I haven’t written much lately. I think I’ve just been lost in my own head about things and there’s been too much going on around me to stop and write things down. Right now, I’m procrastinating. I have another phone call I don’t want to make, but have to. Today, my dad went to the doctor to get the results of a full body CT scan he had done; I’m assuming there’s nothing really wrong because if there was, they would have had him in the office much sooner. (I learned that the hard way with my mom. The day of her CT, her doctor called and said he wanted to see her first thing Monday morning. It was Friday.) But still. It could be ‘something’ and I don’t know how to handle ‘something’. Yes, the days are easier now that my mom has been gone for six+ months, but they aren’t ‘easy’. I don’t know that they ever really will be. People I know, women, who have lost their moms have told me time and time again that they still cry 8 years, 10 years, 15 years later. I don’t cry every day, even when I want to. But still. It’s never going to be easy again and I’m just not ready to deal with not easy when it comes to my Dad.
I still find myself looking for my cat’s water and food dishes every morning, and almost every time I walk into my kitchen. It was such a habit to look, to check and make sure he had enough, that it’s hard to break myself of it. I miss him, too. I miss the way he used to head-butt me, rub the top of his head on my nose. Sure, I don’t miss when he had teeth and used to bite my nose. Damn that hurt. But still. I do miss him; I noticed the picture of him on my desk today. I haven’t actually looked right at it in a while. He was much younger and healthier in that picture, which is how I remember him. Having a good memory like that is helpful; it helps to stop me from crying anytime my daughter runs up to me and says “MOM…kitty!” and I have to explain again that he is not with us anymore.

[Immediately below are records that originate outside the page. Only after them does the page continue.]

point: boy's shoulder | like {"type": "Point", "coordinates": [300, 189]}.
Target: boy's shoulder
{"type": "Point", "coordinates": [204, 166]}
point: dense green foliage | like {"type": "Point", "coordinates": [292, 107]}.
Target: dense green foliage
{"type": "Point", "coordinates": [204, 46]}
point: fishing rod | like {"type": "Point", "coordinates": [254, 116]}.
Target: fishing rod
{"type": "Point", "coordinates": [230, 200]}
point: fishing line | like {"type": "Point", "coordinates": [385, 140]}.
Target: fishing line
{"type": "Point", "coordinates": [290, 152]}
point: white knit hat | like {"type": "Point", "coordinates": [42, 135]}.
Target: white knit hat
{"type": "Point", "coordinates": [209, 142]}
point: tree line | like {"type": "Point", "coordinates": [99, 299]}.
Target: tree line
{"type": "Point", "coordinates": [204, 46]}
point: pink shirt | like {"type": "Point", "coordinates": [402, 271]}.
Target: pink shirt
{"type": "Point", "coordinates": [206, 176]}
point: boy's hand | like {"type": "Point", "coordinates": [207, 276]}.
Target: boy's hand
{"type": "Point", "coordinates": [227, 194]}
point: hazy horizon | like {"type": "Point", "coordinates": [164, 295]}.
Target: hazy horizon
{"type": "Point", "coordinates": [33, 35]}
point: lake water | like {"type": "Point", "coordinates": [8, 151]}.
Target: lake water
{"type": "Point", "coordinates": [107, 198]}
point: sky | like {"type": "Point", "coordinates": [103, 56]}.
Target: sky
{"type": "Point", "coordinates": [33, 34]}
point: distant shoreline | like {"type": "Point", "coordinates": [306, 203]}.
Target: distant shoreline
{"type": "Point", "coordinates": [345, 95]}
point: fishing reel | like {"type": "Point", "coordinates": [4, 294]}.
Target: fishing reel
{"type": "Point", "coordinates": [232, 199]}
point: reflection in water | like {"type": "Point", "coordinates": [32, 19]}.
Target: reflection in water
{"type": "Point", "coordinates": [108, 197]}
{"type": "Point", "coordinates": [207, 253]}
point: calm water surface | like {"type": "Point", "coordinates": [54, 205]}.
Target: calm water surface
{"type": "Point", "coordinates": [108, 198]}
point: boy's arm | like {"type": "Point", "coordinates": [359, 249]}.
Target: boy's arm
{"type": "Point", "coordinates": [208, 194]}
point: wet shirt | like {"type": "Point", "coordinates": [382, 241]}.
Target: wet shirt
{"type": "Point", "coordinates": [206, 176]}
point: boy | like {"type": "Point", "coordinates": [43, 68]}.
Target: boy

I know that there are certain things that we should probably do now, that we haven’t done yet. Like help my Dad go through some of my mom’s things, like go through her jewelry, her books, her clothes that he still has. But I’m not there yet. In my head I know that it’s what needs to get done and all that jazz but the rest of me, just doesn’t want to. I think that there’s still a part of me that’s in denial and that’s how I get through the day-to-day. Denial probably isn’t a good place to be and to stay at, but it’s an easy place to get comfortable. Some days, it doesn’t feel like anything is different because it isn’t – I didn’t talk to her often, I didn’t see her all the time so I don’t necessarily ‘miss’ her every day; I don’t feel the void every day because I’m not forced to see it or hear it. I think it’s only because I don’t have to think about her every day like my Dad does. If I did, I would miss her every day and I would probably cry a lot more than I do. When I pass the blue sign for the hospital in the morning, many times I look away so I can pretend its not there and it doesn’t represent what it represents for me now and forever. That’s the last place I saw my Mom alive, if that’s what you want to call it. and I try to remember that fact, too. She wasn’t really ‘alive’ when we turned off the machines. That wasn’t a life; she wasn’t conscious – even without medication, and when we knew that was the case, I knew it was time to let go. They stopped the morphine and lowered the pain medication as much as they could and yet, there was no response from her anymore. She wasn’t there, it was just her body. But still. That body was my mom; it yelled at me, it laughed with me, it smiled at my daughter, it made idle threats to my dad and sometimes it was down-right hysterically funny. And I miss that body. I hope that her spirit, or whatever you want to call it, is out there somewhere enjoying its new existence. But I miss her, and I wish that I could turn back time just a little bit so I could appreciate the spirit and the body just a little bit more, for just a little bit longer.